Missão franciscana e povos indígenas
“E o próprio Senhor me conduziu entre eles e fiz misericórdia com eles”
(São Francisco de Assis)
São Francisco, em seu testamento, diz que sua conversão aconteceu com a presença junto aos leprosos fazendo misericórdia com eles. Esses fatos e essas pessoas marcaram a vocação do Pobrezinho de Assis que fez seu encontro com o Senhor ao encontrar os pobres leprosos.
Cada franciscano deve se perguntar: Quando e através de quem pude fazer meu encontro fundamental com o Cristo e, assim, mudou minha vida e disse sim à vocação?
Minha caminhada vocacional teve um momento marcante e que a resposta ao chamado de Deus pode se estabelecer de forma mais decidida e acertada. Esse encontro com o Cristo pobre, humilde e crucificado se deu no encontro com os povos indígenas no estado do Mato Grosso do Sul, em especial, com o povo Terena, povo do pantanal.
No ano de 2013 reunimos alguns religiosos e formamos um grupo de trabalho com as juventudes. Com o apelo das Irmãs Lauritas focamos o nosso trabalho junto aos jovens indígenas nas aldeias Tereré (Sidrolândia/MS) e Buriti (Dois Irmãos do Buriti/MS).
Íamos com o intuito de estarmos junto aos jovens e as comunidades. Isso marcou nossa presença: estávamos como aprendizes e não como mestres. Os jovens, os anciãos, as crianças, as lideranças, os estudantes e professores muito nos ensinaram. As aldeias se tornaram escola das coisas de Deus e do ser humano, escola de cultura, de diferenças, de respeito.

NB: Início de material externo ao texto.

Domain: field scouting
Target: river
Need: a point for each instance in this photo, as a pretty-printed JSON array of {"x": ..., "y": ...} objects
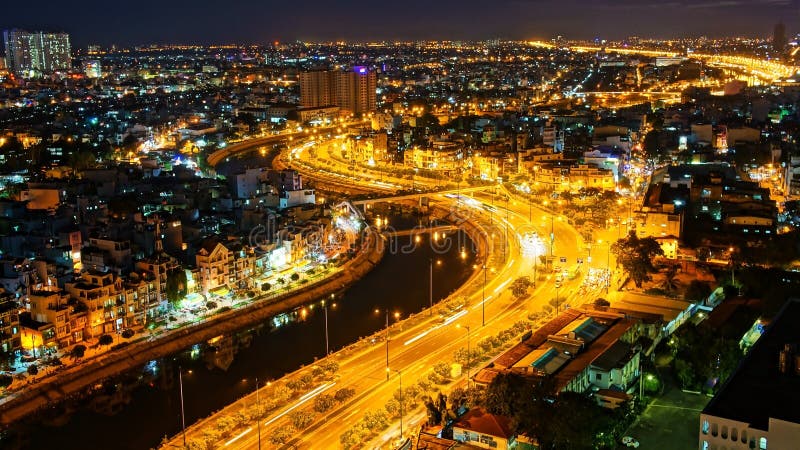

Com o povo Terena, povo de “Grande Coração”, como costumo chamá-los, fui me tornando cada vez mais um amante das causas indígenas e me fez um apoiador dos múltiplos movimentos indígenas que buscam a dignidade e seus diversos direitos.
Como adesão às causas dos povos indígenas e como resposta vocacional fiz minha consagração perpétua numa aldeia do Povo Terena, Aldeia Tereré. Esta que foi primeira aldeia que conheci, onde posso me sentir como parte daquele povo que a alguns anos me acolheram como irmão e filho. Por isso, no dia 29 de julho de 2017, dia de Santa Marta, com pinturas, rituais, danças sagradas, adornos como cocares e colares celebramos a eucaristia e me consagrei a Deus naquela terra sagrada.
O ser capuchinho na itinerância, austeridade, contemplação, com espírito de constante reforma e sempre na proximidade com o povo de Deus, especialmente os mais pobres e marginalizados pude encontrar junto aos povos indígenas. Todas as vezes que estou nas áreas indígenas ou junto de um meu irmão ou irmã fortaleço a minha consagração a Deus e me entusiasmo pela missão.
Cada situação, fato e presença é capaz de me encantar novamente. Ao longo desses sete anos de convivência fecunda pude me tornar um pouco mais franciscano capuchinho e aprendi com os Terena algumas características desse povo, entre elas: a pessoalidade na coletividade com forte espírito fraterno; a conexão e interrelação com a natureza e os seres materiais e espirituais; o não acúmulo, mas somente a preocupação com o essencial da vida e para a vida perpassado pela simplicidade; o forte acento no simbólico através de adornos, pinturas, animais, relações etc. capazes de transpassar o tempo; a sacralidade do lúdico das danças e rituais que expressam a visão de mundo e perpetua as cosmovisões; a “ingenuidade” das ações capazes de leveza de vida; o respeito intergeracional que valoriza o mundo da criança, do jovem, do adulto e dos anciãos; a acolhida na gratidão como expressão da solidariedade; o respeito pelos sábios e lideranças; a capacidade de no caos encontrar a harmonia.
Tudo isso pude aprender a partir do espírito de abertura ao outro e com a gratuidade que são as necessárias disposições para a vivência da missão franciscana capuchinha. Por isso, sempre meu agradecimento à ordem capuchinha e ao povo Terena por todas as experiências frutuosas nessa missão.